Matrix Kloosterman Sums, Random Matrix Statistics, and Cryptography
- URL: http://arxiv.org/abs/2601.01603v1
- Date: Sun, 04 Jan 2026 17:04:52 GMT
- Title: Matrix Kloosterman Sums, Random Matrix Statistics, and Cryptography
- Authors: Tianshuo Yang,
- Abstract summary: This paper presents a comprehensive study of matrix Kloosterman sums.<n>It includes their computational aspects, distributional behavior, and applications in cryptographic analysis.

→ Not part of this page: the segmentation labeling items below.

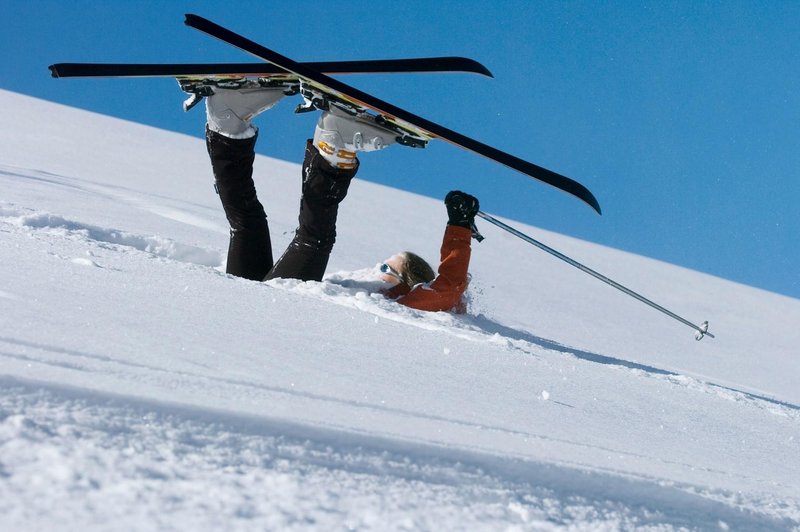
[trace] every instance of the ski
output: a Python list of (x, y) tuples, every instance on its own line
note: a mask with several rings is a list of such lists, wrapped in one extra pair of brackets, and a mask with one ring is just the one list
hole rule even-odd
[[(373, 59), (362, 61), (323, 61), (304, 65), (328, 74), (399, 74), (462, 72), (493, 77), (488, 68), (466, 57), (420, 57), (414, 59)], [(270, 77), (286, 71), (267, 63), (55, 63), (48, 67), (54, 78), (100, 77)]]
[[(216, 37), (232, 46), (240, 48), (259, 59), (263, 59), (280, 69), (283, 69), (297, 76), (302, 84), (308, 85), (310, 92), (318, 91), (324, 97), (330, 96), (338, 101), (346, 101), (357, 107), (370, 109), (378, 114), (379, 120), (386, 120), (409, 132), (419, 133), (418, 136), (431, 139), (441, 139), (457, 147), (466, 149), (483, 157), (489, 158), (509, 168), (517, 170), (536, 180), (542, 181), (559, 190), (584, 201), (592, 207), (598, 214), (601, 213), (600, 204), (594, 195), (582, 184), (563, 176), (552, 170), (548, 170), (534, 163), (525, 161), (514, 155), (503, 152), (497, 148), (484, 144), (473, 138), (457, 133), (444, 126), (431, 122), (425, 118), (405, 111), (395, 105), (385, 102), (375, 96), (367, 94), (359, 89), (351, 87), (339, 80), (333, 79), (317, 70), (309, 68), (303, 63), (298, 63), (285, 57), (269, 48), (266, 48), (254, 41), (247, 39), (233, 31), (226, 29), (210, 20), (198, 15), (187, 14), (185, 24), (191, 28), (202, 31), (212, 37)], [(308, 98), (307, 98), (308, 100)], [(410, 144), (420, 145), (420, 144)], [(424, 145), (421, 144), (421, 145)]]

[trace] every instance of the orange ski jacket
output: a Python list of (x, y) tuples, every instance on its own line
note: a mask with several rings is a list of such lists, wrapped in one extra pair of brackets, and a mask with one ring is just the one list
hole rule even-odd
[(407, 307), (436, 312), (440, 310), (466, 312), (462, 296), (469, 284), (467, 275), (471, 254), (472, 231), (466, 227), (448, 225), (444, 232), (441, 263), (438, 275), (430, 283), (409, 288), (405, 283), (393, 286), (386, 297), (396, 299)]

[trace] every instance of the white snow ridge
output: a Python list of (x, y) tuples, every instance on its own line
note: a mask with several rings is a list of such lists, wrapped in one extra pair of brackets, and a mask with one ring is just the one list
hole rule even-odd
[(716, 338), (490, 227), (414, 311), (364, 273), (441, 200), (363, 179), (325, 281), (245, 281), (201, 139), (0, 104), (0, 530), (800, 530), (800, 301), (511, 222)]

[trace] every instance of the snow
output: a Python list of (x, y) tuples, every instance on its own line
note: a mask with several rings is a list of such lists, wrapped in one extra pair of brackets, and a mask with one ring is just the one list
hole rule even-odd
[(800, 528), (800, 301), (509, 220), (716, 338), (480, 223), (411, 310), (369, 274), (444, 208), (364, 179), (324, 282), (237, 279), (202, 140), (0, 104), (0, 529)]

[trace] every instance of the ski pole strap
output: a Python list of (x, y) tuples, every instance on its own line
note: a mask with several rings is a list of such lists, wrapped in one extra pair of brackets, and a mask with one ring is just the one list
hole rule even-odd
[(601, 281), (603, 281), (607, 285), (613, 286), (617, 290), (620, 290), (621, 292), (624, 292), (624, 293), (628, 294), (629, 296), (633, 297), (634, 299), (638, 299), (642, 303), (653, 307), (654, 309), (658, 310), (659, 312), (662, 312), (662, 313), (666, 314), (670, 318), (673, 318), (673, 319), (683, 323), (684, 325), (687, 325), (687, 326), (691, 327), (692, 329), (695, 330), (695, 336), (694, 337), (695, 337), (696, 340), (702, 340), (704, 336), (710, 336), (711, 338), (714, 338), (714, 335), (711, 334), (710, 332), (708, 332), (708, 322), (707, 321), (704, 321), (701, 325), (695, 325), (692, 322), (690, 322), (690, 321), (678, 316), (674, 312), (670, 312), (669, 310), (665, 309), (661, 305), (650, 301), (649, 299), (647, 299), (646, 297), (644, 297), (644, 296), (642, 296), (640, 294), (637, 294), (633, 290), (622, 286), (618, 282), (606, 277), (605, 275), (597, 273), (596, 271), (592, 270), (591, 268), (589, 268), (587, 266), (584, 266), (580, 262), (578, 262), (578, 261), (576, 261), (574, 259), (571, 259), (571, 258), (567, 257), (566, 255), (564, 255), (563, 253), (560, 253), (560, 252), (556, 251), (555, 249), (553, 249), (553, 248), (551, 248), (549, 246), (546, 246), (545, 244), (542, 244), (538, 240), (535, 240), (535, 239), (529, 237), (525, 233), (517, 231), (516, 229), (514, 229), (510, 225), (507, 225), (507, 224), (501, 222), (497, 218), (495, 218), (493, 216), (490, 216), (490, 215), (486, 214), (483, 211), (478, 211), (477, 216), (480, 216), (481, 218), (483, 218), (487, 222), (496, 225), (497, 227), (499, 227), (500, 229), (503, 229), (504, 231), (508, 231), (509, 233), (511, 233), (512, 235), (516, 236), (517, 238), (521, 238), (525, 242), (536, 246), (537, 248), (541, 249), (542, 251), (546, 251), (547, 253), (553, 255), (554, 257), (563, 260), (567, 264), (570, 264), (571, 266), (574, 266), (574, 267), (578, 268), (579, 270), (583, 271), (584, 273), (588, 273), (592, 277), (600, 279)]

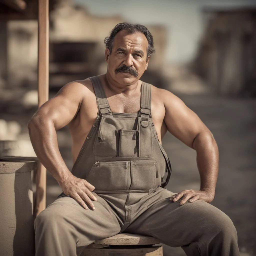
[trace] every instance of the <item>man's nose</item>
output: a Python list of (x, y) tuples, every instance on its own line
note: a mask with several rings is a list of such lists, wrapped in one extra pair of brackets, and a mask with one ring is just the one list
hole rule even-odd
[(127, 54), (125, 56), (123, 64), (127, 67), (131, 67), (133, 66), (132, 56), (131, 54)]

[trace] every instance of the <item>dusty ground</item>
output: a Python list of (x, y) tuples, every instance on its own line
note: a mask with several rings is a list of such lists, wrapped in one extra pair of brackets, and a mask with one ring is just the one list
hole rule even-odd
[[(220, 160), (216, 195), (211, 203), (233, 222), (241, 255), (256, 255), (256, 101), (214, 96), (194, 78), (189, 76), (175, 79), (170, 89), (197, 114), (214, 134)], [(12, 113), (2, 113), (1, 118), (23, 122), (23, 129), (25, 129), (23, 125), (25, 126), (33, 111), (30, 109), (26, 115), (20, 112), (18, 116), (17, 107), (13, 108), (15, 109)], [(66, 129), (58, 131), (58, 140), (62, 154), (71, 169), (70, 141)], [(184, 189), (199, 189), (195, 152), (169, 134), (163, 140), (163, 145), (173, 170), (167, 189), (178, 192)], [(48, 205), (61, 190), (49, 174), (47, 184)], [(165, 256), (185, 255), (181, 248), (165, 246), (164, 253)]]

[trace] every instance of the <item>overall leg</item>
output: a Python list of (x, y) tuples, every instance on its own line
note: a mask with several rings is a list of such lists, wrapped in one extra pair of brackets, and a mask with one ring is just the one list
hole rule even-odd
[(35, 221), (36, 256), (79, 255), (95, 240), (118, 233), (118, 216), (106, 202), (96, 196), (95, 209), (85, 210), (72, 198), (57, 199)]
[(229, 218), (198, 200), (182, 206), (170, 201), (173, 194), (161, 189), (159, 200), (124, 232), (155, 237), (188, 255), (238, 256), (236, 231)]

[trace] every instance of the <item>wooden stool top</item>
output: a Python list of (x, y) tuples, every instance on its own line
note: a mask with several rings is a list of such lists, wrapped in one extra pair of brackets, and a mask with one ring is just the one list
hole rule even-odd
[(160, 241), (152, 237), (122, 233), (104, 239), (96, 240), (94, 243), (111, 245), (137, 245), (155, 244), (161, 243)]

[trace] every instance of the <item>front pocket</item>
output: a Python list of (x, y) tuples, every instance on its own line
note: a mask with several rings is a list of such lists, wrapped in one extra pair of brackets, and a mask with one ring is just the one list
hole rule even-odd
[(155, 187), (156, 161), (131, 161), (131, 183), (130, 189), (147, 189)]
[(138, 156), (138, 133), (137, 130), (119, 130), (118, 156), (121, 157)]
[(122, 190), (128, 189), (127, 173), (130, 162), (127, 161), (96, 162), (86, 179), (95, 190)]

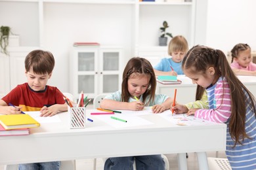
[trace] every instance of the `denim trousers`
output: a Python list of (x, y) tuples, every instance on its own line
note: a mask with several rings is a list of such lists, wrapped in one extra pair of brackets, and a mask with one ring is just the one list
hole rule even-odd
[(147, 155), (110, 158), (104, 167), (104, 170), (133, 170), (134, 161), (137, 170), (164, 170), (165, 163), (161, 155)]
[(58, 161), (18, 165), (18, 170), (58, 170), (59, 167)]

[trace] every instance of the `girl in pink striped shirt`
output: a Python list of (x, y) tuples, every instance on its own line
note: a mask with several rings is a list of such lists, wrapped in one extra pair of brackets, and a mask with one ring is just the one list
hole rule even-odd
[(224, 54), (204, 46), (192, 48), (182, 69), (207, 93), (209, 109), (188, 114), (227, 125), (226, 150), (232, 169), (256, 169), (256, 102), (238, 79)]

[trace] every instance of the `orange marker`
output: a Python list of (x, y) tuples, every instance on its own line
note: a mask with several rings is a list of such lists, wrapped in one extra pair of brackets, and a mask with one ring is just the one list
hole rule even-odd
[[(176, 94), (177, 94), (177, 88), (175, 88), (174, 91), (174, 99), (173, 99), (173, 107), (175, 106), (175, 101), (176, 101)], [(174, 109), (173, 108), (171, 109), (171, 113), (173, 114)]]

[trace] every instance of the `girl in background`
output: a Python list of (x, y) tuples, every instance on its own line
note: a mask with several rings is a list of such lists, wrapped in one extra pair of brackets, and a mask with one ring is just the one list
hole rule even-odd
[(169, 58), (163, 58), (154, 67), (156, 76), (183, 75), (181, 62), (188, 50), (188, 42), (182, 35), (174, 37), (168, 45)]
[(234, 75), (224, 54), (196, 46), (182, 66), (186, 76), (205, 88), (208, 96), (209, 109), (195, 109), (188, 114), (226, 124), (226, 155), (232, 169), (255, 169), (255, 99)]
[(231, 50), (231, 68), (238, 75), (256, 75), (256, 64), (252, 62), (251, 48), (247, 44), (238, 44)]
[[(153, 106), (154, 113), (162, 112), (170, 109), (173, 100), (165, 95), (156, 94), (156, 76), (150, 63), (144, 58), (133, 58), (123, 71), (121, 91), (106, 96), (100, 107), (141, 110), (144, 106)], [(105, 162), (104, 170), (131, 169), (135, 158), (137, 169), (165, 169), (163, 160), (159, 154), (110, 158)]]

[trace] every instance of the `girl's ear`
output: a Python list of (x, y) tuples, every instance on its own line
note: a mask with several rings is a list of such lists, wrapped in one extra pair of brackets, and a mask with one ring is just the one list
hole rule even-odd
[(50, 78), (52, 76), (53, 72), (49, 74), (49, 78), (48, 79), (50, 79)]
[(213, 76), (214, 74), (215, 74), (215, 69), (213, 67), (210, 67), (208, 68), (207, 72), (210, 75)]

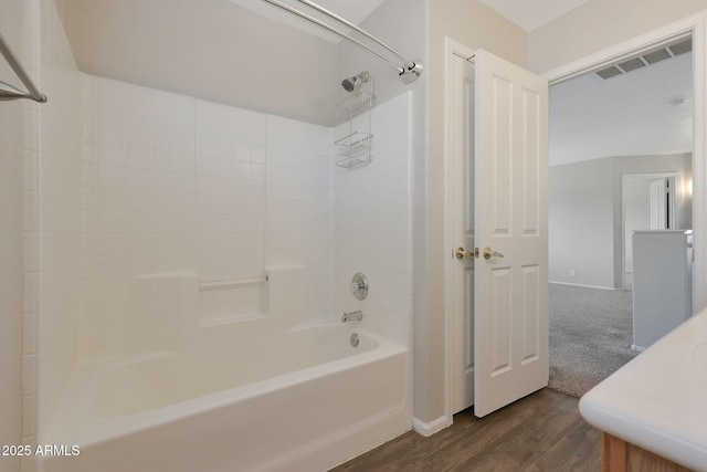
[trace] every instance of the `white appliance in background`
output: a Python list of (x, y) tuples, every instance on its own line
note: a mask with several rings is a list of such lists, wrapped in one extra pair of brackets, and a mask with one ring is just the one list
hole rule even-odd
[(633, 232), (633, 346), (644, 350), (693, 315), (693, 231)]

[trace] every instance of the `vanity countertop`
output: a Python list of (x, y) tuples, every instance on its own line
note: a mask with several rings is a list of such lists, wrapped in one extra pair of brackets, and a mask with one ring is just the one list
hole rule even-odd
[(707, 308), (588, 391), (590, 424), (707, 471)]

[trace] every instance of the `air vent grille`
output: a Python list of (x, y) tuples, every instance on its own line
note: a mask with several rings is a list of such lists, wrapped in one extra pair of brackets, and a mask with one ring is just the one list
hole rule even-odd
[(636, 69), (645, 67), (646, 65), (655, 64), (656, 62), (665, 61), (666, 59), (675, 57), (676, 55), (685, 54), (693, 50), (693, 40), (688, 38), (677, 43), (663, 46), (653, 51), (645, 51), (641, 55), (630, 57), (618, 64), (612, 64), (601, 71), (597, 71), (602, 80), (623, 75), (627, 72), (635, 71)]

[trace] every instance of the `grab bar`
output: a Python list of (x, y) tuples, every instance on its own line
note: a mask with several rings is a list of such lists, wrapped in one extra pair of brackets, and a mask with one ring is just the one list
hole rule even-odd
[(208, 292), (211, 290), (221, 290), (221, 289), (232, 289), (239, 285), (250, 285), (255, 283), (267, 282), (270, 277), (267, 275), (261, 275), (257, 277), (247, 277), (247, 279), (231, 279), (224, 281), (208, 281), (199, 283), (200, 292)]
[(30, 98), (39, 103), (46, 102), (46, 95), (41, 93), (35, 86), (30, 76), (24, 72), (22, 65), (17, 60), (14, 54), (12, 54), (12, 50), (8, 46), (8, 43), (0, 34), (0, 53), (4, 56), (10, 67), (14, 71), (14, 73), (20, 77), (20, 81), (24, 84), (29, 92), (22, 92), (19, 88), (13, 87), (12, 85), (0, 81), (0, 99), (9, 101), (9, 99), (18, 99), (18, 98)]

- Score: 1.7250279414563907
- License: http://creativecommons.org/licenses/by/4.0/
- Abstract: This paper presents a comprehensive study of matrix Kloosterman sums, including their computational aspects, distributional behavior, and applications in cryptographic analysis. Building on the work of [Zelingher, 2023], we develop algorithms for evaluating these sums via Green's polynomials and establish a general framework for analyzing their statistical distributions. We further investigate the associated $L$-functions and clarify their relationships with symmetric functions and random matrix theory. We show that, analogous to the eigenvalue statistics of random matrices in compact Lie groups such as $SU(n)$ and $Sp(2n)$, the normalized values of matrix Kloosterman sums exhibit Sato-Tate equidistribution. Finally, we apply this framework to distinguish truly random sequences from those exhibiting subtle algebraic biases, and we propose a novel spectral test for cryptographic security based on the distributional signatures of matrix Kloosterman sums.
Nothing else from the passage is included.